In the present invention, the light intensity and the irradiation wavelength can be set to the best conditions by forming the light source by a plurality of light emitting diodes that emit light of a specific wavelength. As a result, photosynthesis of algae can be performed sufficiently,
Algae growth is sufficient.

The present invention desirably illuminates the light source inside the culture solution in the aquarium covered with the reflecting surface, thereby alleviating the directivity of light, and irradiating light in all directions, thereby enabling all fine particles. Gives a moderate amount of light to algae.

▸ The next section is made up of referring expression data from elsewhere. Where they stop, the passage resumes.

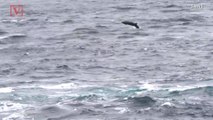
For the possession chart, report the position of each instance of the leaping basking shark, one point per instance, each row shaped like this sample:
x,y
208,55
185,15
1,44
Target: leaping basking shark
x,y
131,23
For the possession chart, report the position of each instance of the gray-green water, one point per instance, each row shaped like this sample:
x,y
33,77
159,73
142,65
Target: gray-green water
x,y
75,60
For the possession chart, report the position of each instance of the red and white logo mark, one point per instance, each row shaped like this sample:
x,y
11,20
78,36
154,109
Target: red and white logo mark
x,y
16,10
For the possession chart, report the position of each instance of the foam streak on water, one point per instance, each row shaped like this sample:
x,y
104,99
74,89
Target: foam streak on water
x,y
75,60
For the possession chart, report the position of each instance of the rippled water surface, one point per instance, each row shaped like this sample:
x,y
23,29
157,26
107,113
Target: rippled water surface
x,y
75,60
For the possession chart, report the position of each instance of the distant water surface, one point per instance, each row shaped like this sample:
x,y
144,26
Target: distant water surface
x,y
75,60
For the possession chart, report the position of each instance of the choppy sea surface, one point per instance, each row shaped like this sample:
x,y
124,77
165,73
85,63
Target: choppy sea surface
x,y
75,60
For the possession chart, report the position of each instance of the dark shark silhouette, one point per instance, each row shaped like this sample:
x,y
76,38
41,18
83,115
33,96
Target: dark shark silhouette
x,y
131,23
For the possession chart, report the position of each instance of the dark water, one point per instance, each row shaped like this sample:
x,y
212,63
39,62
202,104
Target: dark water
x,y
74,60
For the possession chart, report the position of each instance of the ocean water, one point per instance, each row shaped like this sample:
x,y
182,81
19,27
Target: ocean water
x,y
75,60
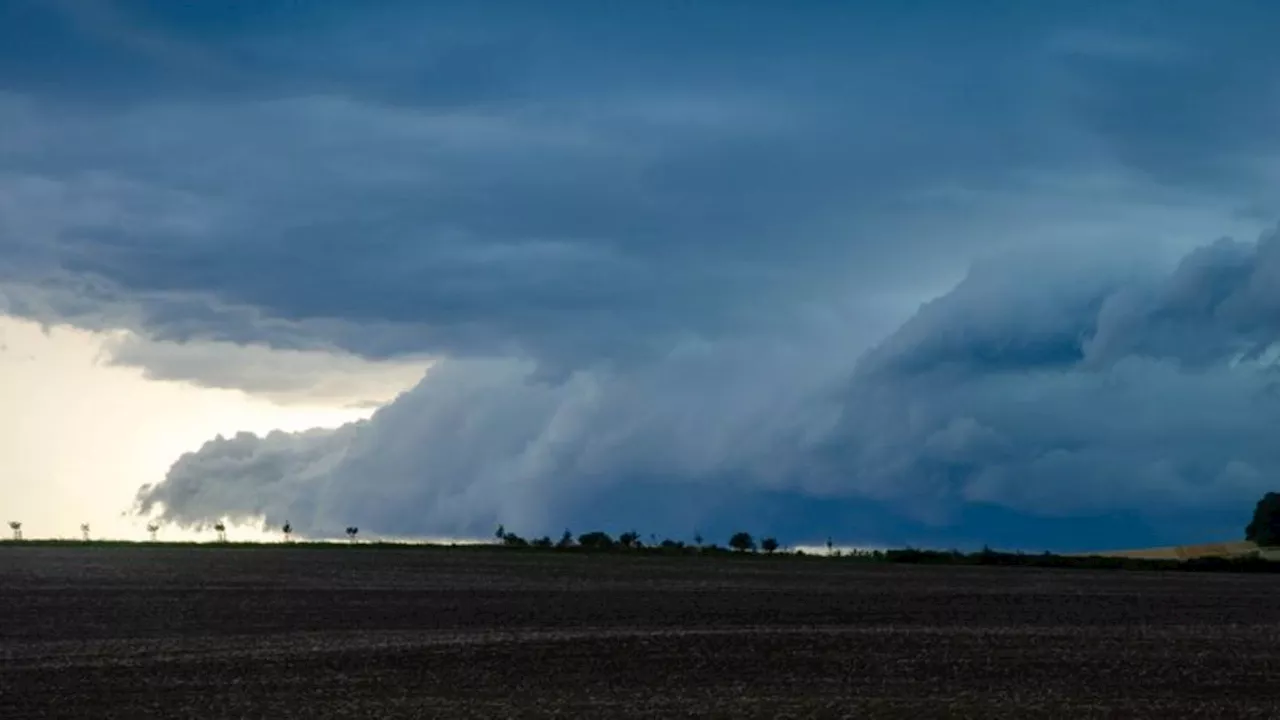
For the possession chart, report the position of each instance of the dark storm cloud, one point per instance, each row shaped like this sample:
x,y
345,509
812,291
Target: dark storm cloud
x,y
1022,390
650,244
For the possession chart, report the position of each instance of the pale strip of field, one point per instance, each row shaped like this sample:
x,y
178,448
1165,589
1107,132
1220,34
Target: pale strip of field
x,y
1182,551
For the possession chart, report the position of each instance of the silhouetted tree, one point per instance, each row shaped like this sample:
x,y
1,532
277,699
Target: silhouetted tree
x,y
1264,528
595,540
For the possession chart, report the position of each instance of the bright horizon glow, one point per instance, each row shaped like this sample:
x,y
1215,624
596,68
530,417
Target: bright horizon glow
x,y
78,436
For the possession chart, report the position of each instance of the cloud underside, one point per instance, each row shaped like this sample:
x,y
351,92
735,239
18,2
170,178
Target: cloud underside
x,y
1152,396
667,264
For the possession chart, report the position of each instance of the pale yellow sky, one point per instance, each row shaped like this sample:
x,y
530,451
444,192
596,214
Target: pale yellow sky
x,y
78,436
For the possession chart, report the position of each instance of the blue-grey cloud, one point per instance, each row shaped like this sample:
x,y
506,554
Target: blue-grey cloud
x,y
1023,390
666,244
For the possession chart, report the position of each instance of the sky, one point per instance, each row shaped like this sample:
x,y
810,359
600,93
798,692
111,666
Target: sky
x,y
894,273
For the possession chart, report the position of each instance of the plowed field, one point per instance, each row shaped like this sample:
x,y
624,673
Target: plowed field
x,y
355,633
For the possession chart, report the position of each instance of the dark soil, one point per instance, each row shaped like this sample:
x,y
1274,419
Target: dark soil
x,y
362,633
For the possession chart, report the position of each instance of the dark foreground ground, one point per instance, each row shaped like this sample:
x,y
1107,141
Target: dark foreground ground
x,y
151,632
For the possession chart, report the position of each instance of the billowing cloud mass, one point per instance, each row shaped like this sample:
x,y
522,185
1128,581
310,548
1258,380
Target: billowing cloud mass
x,y
937,274
1055,396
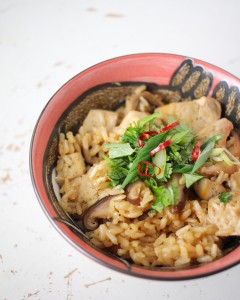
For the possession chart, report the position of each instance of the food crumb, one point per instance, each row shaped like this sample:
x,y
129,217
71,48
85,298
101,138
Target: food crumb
x,y
91,9
96,282
114,15
58,64
70,273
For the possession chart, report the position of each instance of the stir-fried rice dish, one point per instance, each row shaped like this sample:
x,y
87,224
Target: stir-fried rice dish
x,y
154,183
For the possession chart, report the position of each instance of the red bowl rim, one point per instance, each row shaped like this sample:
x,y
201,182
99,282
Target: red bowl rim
x,y
224,263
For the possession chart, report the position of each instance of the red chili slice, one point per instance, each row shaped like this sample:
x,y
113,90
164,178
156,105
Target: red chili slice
x,y
196,151
145,135
161,147
170,126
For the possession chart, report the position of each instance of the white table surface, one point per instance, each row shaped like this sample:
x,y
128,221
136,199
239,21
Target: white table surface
x,y
42,45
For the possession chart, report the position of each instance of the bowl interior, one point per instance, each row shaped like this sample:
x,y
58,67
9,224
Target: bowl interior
x,y
177,77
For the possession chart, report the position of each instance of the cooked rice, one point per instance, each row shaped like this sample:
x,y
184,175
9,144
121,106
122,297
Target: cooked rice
x,y
160,239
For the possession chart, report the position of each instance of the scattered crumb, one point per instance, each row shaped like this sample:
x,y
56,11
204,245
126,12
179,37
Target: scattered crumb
x,y
29,295
69,283
114,15
58,64
91,9
93,283
70,273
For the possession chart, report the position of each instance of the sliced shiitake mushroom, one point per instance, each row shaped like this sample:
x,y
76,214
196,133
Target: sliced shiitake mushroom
x,y
99,210
182,193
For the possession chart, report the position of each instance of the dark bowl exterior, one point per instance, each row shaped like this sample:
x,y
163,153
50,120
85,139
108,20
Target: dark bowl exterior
x,y
99,86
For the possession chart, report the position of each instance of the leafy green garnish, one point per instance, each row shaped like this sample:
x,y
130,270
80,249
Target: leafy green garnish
x,y
165,196
143,155
126,157
119,150
225,197
184,168
191,178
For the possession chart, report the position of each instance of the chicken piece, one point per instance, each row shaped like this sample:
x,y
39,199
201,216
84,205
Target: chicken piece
x,y
225,216
131,117
207,188
197,114
234,182
221,126
98,118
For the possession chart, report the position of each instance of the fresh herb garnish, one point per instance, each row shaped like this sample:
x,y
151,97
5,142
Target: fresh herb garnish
x,y
165,196
153,154
225,197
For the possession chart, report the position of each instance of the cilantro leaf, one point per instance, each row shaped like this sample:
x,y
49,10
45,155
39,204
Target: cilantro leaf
x,y
165,196
225,197
143,155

Further, by arranging the light source in the culture solution, heat deviation can be eliminated, energy efficiency for culture is good, and microalgae can be grown (grown and cultured) effectively.

[Brief description of the drawings]

FIG. 1 is a sectional view of a carbon dioxide reduction device according to an embodiment of the present invention.

FIGS. 2A and 2B are cross-sectional views of a light source used in the carbon dioxide reduction device.

FIG. 3 is a graph showing the growth characteristics of chlorella cultured in the carbon dioxide reduction device.

[Explanation of symbols]

 DESCRIPTION OF SYMBOLS 1 Water tank 2 Culture solution 7 Light source 18 Introduction means

Claims (4)

[Claims] 1. A water tank for accommodating a culture solution of algae, a light source for irradiating the culture solution with light, and an introduction unit for introducing atmospheric carbon dioxide into the culture solution. Carbon dioxide reduction device. 2. The carbon dioxide reduction device according to claim 1, wherein the algae is Chlorella. 3. The carbon dioxide reduction device according to claim 1, wherein said light source comprises a plurality of light emitting diodes that emit light of a specific wavelength. 4. The carbon dioxide reduction device according to claim 1, wherein said water tank has light reflectivity toward an inner surface.